Our data showed that the primary cilia localize in apical surface of the intracranial arteries, which is in accordance with previous report that arteries have primary cilia (21). In the mice model of IA, the primary cilia number was significantly decreased in the IA region. And knocking out PKD1, PKD2 and IFT88 in mice would increase the susceptibility of mice to IA development at different doses of elastase and angiotensin II treatment. PKD1 functions as a fluid shear stress responder and PKD2 belongs to ion channels superfamily. Their deletion would cause primary cilia losing the capability to respond to stimuli and result in primary cilia dysfunction (21, 22). IFT88 is an important component of primary cilia structure and its deletion results in cells with no cilia or shorter cilia (22). Even angiotensin II alone could induce IA in PKD1, PKD2, and IFT88 knockout mice but not the wild-type mice.
The IA development could be modulated through manipulating the pathways that regulate primary cilia dynamics. And chemical screening and optimization showed that the three factors (PHA 680623, Rapamycin, and Forskolin) targeting AurA, autophagy, and cAMP pathway could efficiently suppress the IA development. These three factors treated mice had more cells with primary cilia in the IA region and maintained vascular integrity.

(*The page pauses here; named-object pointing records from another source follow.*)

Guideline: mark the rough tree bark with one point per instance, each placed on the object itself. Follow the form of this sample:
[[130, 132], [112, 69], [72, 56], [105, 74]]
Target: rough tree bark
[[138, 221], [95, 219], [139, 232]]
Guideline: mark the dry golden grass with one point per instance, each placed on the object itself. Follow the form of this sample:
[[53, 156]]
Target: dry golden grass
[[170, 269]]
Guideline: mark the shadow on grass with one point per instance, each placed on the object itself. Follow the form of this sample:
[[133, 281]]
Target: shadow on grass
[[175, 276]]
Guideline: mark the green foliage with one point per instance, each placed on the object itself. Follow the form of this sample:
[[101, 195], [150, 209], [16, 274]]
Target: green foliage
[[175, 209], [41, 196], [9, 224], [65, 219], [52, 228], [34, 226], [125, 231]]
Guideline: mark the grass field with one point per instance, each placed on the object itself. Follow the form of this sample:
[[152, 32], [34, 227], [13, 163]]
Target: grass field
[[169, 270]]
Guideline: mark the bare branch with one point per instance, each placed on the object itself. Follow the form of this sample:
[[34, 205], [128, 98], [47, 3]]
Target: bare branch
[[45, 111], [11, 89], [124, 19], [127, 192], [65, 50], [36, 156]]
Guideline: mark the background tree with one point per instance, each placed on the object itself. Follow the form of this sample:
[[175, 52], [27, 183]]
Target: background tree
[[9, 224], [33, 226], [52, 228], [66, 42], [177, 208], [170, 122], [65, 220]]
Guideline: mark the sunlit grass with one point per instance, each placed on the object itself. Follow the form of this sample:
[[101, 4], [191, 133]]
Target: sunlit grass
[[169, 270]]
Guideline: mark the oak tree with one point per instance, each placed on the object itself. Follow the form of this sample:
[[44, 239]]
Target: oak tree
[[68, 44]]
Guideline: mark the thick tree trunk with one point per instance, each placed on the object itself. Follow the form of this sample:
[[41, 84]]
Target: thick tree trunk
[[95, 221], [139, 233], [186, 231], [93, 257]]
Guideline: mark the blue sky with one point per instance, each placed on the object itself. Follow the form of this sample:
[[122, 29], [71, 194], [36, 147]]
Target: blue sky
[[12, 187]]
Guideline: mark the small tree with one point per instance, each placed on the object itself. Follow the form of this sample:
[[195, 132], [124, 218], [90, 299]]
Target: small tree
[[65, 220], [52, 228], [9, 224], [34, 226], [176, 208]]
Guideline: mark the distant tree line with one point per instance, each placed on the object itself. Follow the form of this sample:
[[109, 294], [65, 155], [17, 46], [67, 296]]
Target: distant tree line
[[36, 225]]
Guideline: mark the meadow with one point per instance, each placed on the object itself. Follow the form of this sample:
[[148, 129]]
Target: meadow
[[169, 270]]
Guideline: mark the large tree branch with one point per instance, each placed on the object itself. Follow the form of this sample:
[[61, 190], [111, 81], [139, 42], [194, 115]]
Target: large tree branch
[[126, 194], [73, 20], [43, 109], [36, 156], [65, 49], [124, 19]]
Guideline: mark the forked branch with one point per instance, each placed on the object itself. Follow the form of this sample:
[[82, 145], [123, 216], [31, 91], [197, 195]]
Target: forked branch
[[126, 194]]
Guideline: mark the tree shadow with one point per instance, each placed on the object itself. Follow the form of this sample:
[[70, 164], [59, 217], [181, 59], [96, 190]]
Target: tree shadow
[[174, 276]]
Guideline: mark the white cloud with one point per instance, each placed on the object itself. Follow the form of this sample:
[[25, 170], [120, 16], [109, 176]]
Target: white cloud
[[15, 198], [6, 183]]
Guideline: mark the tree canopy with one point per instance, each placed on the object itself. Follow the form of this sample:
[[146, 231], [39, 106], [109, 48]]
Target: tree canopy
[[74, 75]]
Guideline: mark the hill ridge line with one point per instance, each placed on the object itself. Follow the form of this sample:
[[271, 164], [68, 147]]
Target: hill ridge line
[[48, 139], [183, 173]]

Finally we demonstrated that the primary cilia deficiency in IA development is conserved in humans. And IA patients had higher frequency of gene mutations which are related to primary cilia regulation. Our data presented here implicate the important role of primary cilia in IA development and provide a promising therapeutic target for IA treatment. In the future, the therapeutic application of primary cilia stabilizing chemicals should be tested in other animal models of IA and more chemicals should be screened to find more efficient and effective primary cilia stabilizing chemicals.
Our study provides an important support for the role of primary cilia in the development of IA. The primary cilia stabilizing chemicals might be useful for preventing IA development.